I see a basin of corrigibility arising from an AI that has the following propositions, and acts in an (approximately/computably) Bayesian fashion:
My goal is to do what humans want, i.e. to optimize utility in the way that they would(if they knew everything relevant that I know, as well as what they know) summed across all humans affected. Note that making humans extinct reliably has minus <some astronomically huge number> utility on this measure—this sounds like a reasonable statement to assign a Bayesian prior of 1, integrated across some distribution of plausibly astronomically huge negative numbers. (Defining ‘what counts as a human’ is obviously a lot trickier question long-term, especially with transhumanists involved, but at least has a fairly clear and simple answer over timescales of years or a few decades.
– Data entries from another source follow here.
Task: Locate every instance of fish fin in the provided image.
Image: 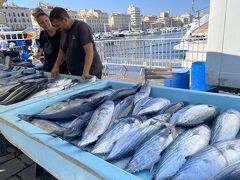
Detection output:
[31,132,58,138]
[50,131,64,137]
[72,114,80,118]
[18,114,32,121]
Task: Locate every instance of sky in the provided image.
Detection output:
[7,0,210,16]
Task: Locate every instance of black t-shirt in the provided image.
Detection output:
[60,20,103,76]
[39,31,68,74]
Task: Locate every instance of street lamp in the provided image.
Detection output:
[0,12,7,24]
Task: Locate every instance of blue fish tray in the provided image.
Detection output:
[0,71,100,113]
[0,81,240,180]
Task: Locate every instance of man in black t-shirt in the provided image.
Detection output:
[50,7,103,79]
[32,8,68,74]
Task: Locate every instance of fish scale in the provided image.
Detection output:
[173,140,240,180]
[126,126,175,173]
[78,101,114,147]
[155,125,211,179]
[91,117,141,154]
[107,114,170,160]
[211,109,240,143]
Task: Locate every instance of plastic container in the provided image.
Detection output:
[164,67,190,89]
[191,62,213,91]
[0,81,240,180]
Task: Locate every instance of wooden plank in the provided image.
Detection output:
[146,76,172,80]
[146,71,172,75]
[18,164,56,180]
[0,158,26,179]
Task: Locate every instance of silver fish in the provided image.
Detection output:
[126,126,175,173]
[155,125,211,179]
[132,98,170,115]
[91,116,141,154]
[89,89,114,100]
[170,104,217,126]
[41,99,90,114]
[173,140,240,180]
[109,96,134,127]
[31,119,65,133]
[63,111,93,140]
[208,161,240,180]
[169,104,194,124]
[107,114,170,159]
[154,102,184,116]
[134,81,151,104]
[211,109,240,143]
[78,101,114,147]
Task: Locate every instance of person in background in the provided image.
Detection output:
[49,7,103,79]
[33,8,68,74]
[0,35,8,52]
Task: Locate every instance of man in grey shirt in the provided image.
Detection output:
[50,7,103,79]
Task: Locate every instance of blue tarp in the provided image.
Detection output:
[0,81,240,180]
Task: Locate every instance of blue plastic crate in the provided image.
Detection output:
[0,81,240,180]
[0,70,100,113]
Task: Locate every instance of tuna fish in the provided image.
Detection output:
[208,161,240,180]
[107,114,170,160]
[170,104,217,126]
[63,111,93,140]
[132,97,170,115]
[211,109,240,143]
[89,89,114,100]
[92,116,142,154]
[134,81,151,104]
[18,98,106,121]
[154,102,184,116]
[69,87,108,99]
[108,84,142,101]
[109,96,134,127]
[126,126,175,173]
[173,140,240,180]
[78,101,114,147]
[31,119,65,133]
[155,125,211,179]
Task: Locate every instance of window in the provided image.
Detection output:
[12,34,18,39]
[17,34,23,39]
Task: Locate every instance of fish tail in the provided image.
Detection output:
[18,114,32,121]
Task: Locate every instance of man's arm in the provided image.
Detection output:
[36,48,43,60]
[51,49,65,79]
[82,43,93,79]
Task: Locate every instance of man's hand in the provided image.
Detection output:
[51,64,59,79]
[82,72,92,79]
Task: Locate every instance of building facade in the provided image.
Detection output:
[78,9,108,33]
[108,13,131,31]
[31,2,78,29]
[158,11,171,27]
[142,16,162,30]
[180,13,193,25]
[128,4,142,30]
[0,5,32,31]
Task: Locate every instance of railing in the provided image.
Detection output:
[95,37,207,78]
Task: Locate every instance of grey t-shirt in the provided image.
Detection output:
[60,20,103,76]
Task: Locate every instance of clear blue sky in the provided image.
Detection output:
[7,0,210,15]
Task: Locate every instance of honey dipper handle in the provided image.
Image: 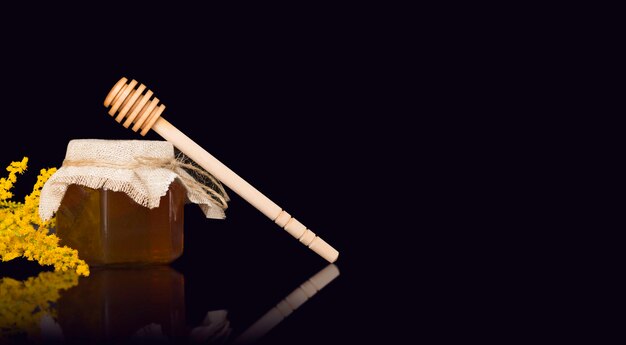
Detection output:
[152,117,339,263]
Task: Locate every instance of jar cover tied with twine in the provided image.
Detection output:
[39,139,229,266]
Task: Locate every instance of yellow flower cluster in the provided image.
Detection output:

Also, very obviously, I’m not human—again, Bayesian prior of 1.) [I’m going to skip questions of coherent extrapolated volition here—add them or not to your taste.]
Deceiving or manipulating humans to make them want different things doesn’t count—what matters is what they would have wanted if they knew about the deception and I hadn’t intentionally altered them. [Defining ‘intentionally’ is a little tricky here—my mere existence may alter them somewhat. It may help that humans generally wouldn’t want to be altered if they knew it was happening, which is clearly a relevant fact when deciding whether to alter them, but there are exceptions to that: sometimes humans actually want to have their behavior modified, e.g. “I wish I was better at sticking to diets!” or “I wish I was a better follower of <religion or ideology>”] One exception to this is that, since what matters is what they would want if they knew what I knew, I can tell them things that may update what think they they want in that direction—though my motivation for doing that isn’t direct, since what I care about is what they would want if they knew everything relevant, not what they currently say they want—mostly it’s that if they’re more informed they might be able to better help me update my model of this. Also, it’s the polite thing to do, and reduces the risk of social unpleasantness or planning at cross-purposes—humans generally want to be well informed, for fairly obvious reasons since they’re also optimizers.[Whether this might incentivize Platonic ‘noble lies’ is unclear, and probably depends how superhuman the AI is, and how unhappy humans would be about this if they knew it was going on—obviously that’s a relevant fact.]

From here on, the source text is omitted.